Et pourtant, malgré l’interdiction de fumer, les cendriers dans les avions n’ont pas disparu. On en trouve encore, le plus souvent près des portes des toilettes ou sur celles-ci. La raison est simple, mais révélatrice : il faut prévoir l’éventualité d’un passager qui ne respecte pas les règles. Même si fumer est interdit, un mégot allumé peut toujours apparaître à bord, et il doit alors exister un endroit sûr pour l’éteindre sans provoquer d’incendie.

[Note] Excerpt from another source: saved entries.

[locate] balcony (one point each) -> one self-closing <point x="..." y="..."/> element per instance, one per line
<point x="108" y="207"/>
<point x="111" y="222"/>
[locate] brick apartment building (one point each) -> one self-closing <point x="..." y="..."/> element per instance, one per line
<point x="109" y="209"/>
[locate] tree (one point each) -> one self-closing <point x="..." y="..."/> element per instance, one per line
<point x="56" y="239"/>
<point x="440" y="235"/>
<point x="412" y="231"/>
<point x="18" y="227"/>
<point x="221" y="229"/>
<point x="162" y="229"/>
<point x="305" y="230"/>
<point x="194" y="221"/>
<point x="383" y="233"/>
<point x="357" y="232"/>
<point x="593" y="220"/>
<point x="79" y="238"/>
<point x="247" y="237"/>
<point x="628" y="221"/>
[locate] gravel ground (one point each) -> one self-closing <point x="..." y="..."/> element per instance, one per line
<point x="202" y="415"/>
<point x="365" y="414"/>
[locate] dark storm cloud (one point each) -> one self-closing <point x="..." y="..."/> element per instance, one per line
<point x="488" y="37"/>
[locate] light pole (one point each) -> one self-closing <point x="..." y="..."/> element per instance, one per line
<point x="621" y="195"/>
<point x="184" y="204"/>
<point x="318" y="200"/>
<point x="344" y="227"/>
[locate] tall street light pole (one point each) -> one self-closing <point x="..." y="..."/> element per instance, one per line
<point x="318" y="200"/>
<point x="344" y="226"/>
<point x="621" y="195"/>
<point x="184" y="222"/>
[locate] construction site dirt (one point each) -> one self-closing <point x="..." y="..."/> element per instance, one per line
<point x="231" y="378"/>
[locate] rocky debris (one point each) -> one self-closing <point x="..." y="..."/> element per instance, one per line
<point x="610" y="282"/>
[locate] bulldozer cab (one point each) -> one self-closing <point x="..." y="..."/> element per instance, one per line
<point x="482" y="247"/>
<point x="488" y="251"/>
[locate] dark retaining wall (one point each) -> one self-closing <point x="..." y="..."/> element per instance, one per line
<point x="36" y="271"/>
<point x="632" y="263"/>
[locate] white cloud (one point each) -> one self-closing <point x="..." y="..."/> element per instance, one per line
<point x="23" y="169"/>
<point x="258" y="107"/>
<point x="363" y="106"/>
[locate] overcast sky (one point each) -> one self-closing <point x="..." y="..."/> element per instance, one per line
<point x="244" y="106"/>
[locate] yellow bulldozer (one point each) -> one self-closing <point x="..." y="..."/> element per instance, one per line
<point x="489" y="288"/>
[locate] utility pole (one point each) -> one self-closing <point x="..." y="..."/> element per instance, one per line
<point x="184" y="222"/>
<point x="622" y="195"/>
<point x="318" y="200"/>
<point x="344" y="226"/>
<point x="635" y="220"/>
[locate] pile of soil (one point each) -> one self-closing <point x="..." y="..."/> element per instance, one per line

Cendrier dans un avion ancien

La logique derrière ces équipements illustre bien la rigueur de la sécurité aérienne. Un avion n’est pas un lieu où l’on peut improviser face au feu, d’autant que la circulation de l’air en cabine impose déjà de fortes contraintes. Les autorités de l’aviation civile considèrent donc les cendriers comme un élément de sécurité minimal, au même titre que d’autres équipements essentiels au fonctionnement de l’appareil. Dans un environnement aussi sensible, chaque détail compte, et le moindre point faible peut avoir des conséquences graves.

C’est précisément pour éviter qu’un fumeur clandestin ne jette une cigarette dans une poubelle que les toilettes d’avion restent équipées d’un cendrier visible, souvent intégré à la porte ou juste à proximité. Les textes réglementaires exigent qu’il soit clairement repérable, autonome et amovible. En l’absence de cendrier fonctionnel, l’équipement doit être remplacé rapidement, car le risque d’un départ de feu ne peut jamais être totalement écarté.

Cette exigence peut sembler anecdotique, mais l’histoire de la sécurité aérienne montre qu’elle répond à des incidents bien réels. Des cas d’incendie en cabine ont déjà été provoqués par des cigarettes jetées au mauvais endroit, notamment dans des toilettes. Dans les années 1970 comme plus récemment, ces gestes ont parfois entraîné des atterrissages d’urgence, rappelant qu’en matière d’aviation, une petite négligence peut mettre en danger tous les passagers. Voilà pourquoi les cendriers dans les avions restent un étrange vestige du passé, mais aussi une mesure de prévention toujours pertinente.